I’m addicted to the unknown and the possible. One day, long ago, I got in my car—told no one— and drive to an airport. I purchased a tandem skydive. It was amazing. At the time, my impression was that I had never been so close to God, not even in the church. I never looked back, and like that first skydive (I got my license since then), I jumped right into writing with the same excitement, and fear.


And I want HONEST feedback from readers!
Do you hate my writing? Great.
Do you like what you read? Awesome.
Do you have comments and advice, and things to add? Even better. That tells me you’re thinking.

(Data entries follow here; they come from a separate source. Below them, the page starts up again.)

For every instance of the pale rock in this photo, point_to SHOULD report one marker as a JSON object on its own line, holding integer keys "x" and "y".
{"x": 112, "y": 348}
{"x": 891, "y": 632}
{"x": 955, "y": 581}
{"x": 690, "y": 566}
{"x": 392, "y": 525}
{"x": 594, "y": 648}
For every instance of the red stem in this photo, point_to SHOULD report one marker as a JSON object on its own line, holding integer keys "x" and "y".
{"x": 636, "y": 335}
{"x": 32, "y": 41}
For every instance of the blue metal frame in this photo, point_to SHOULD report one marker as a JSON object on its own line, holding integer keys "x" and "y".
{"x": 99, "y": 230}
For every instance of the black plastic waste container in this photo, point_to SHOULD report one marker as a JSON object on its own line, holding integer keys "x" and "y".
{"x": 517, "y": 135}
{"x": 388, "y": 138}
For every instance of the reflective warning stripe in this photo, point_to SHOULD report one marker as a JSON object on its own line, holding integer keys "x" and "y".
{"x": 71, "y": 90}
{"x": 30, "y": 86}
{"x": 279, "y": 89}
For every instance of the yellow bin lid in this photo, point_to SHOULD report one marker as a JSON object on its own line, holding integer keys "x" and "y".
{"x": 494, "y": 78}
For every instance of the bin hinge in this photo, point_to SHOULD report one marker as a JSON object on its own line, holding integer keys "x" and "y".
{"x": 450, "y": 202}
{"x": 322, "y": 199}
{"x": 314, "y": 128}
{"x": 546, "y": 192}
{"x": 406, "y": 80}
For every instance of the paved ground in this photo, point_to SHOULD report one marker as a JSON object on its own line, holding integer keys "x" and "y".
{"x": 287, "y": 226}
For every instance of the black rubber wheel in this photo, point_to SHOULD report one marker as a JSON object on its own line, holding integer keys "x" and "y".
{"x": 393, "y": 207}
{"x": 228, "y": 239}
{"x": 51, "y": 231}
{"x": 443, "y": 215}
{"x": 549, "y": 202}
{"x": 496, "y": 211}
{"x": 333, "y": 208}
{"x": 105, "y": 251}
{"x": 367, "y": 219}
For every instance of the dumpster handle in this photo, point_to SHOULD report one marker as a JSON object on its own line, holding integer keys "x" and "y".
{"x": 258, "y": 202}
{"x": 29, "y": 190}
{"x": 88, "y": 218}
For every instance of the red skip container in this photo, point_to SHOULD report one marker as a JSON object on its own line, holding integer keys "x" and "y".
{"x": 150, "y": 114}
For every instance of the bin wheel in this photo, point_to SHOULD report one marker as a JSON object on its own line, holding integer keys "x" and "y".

I started questioning what it meant to be human—why I existed at all— when I was in kindergarten. I spent my entire childhood in my head. I questioned everything around me; when other kids were playing, competing in sports, and later, of course, drinking, driving, and partying. I was one of those kids that, on the outside, wore a smile, but inside, secretly felt something was always wrong, that I was off, different, odd; use any word you want. I suppose the phrase “not belonging” is appropriate. I know I’m not the only one. I just never believed everything that was placed in front of me; I didn’t “drink the Kool-Aid,” resigning myself to the reality in front of me. Maybe that’s what they mean by the term “ignorance is bliss,” where the more you know, the more complicated your life becomes. Knowledge may be power, but it can also be a curse.


So, I am a writer. I write fiction, primarily horror, suspense, and fantasy. I’m working out what’s in my head, and in my dreams.


Life can be amazing. It can also be horrible and frightening. I want to explore as much as I can before leaving this life; hopefully with a jolt rather than a quiet whimper.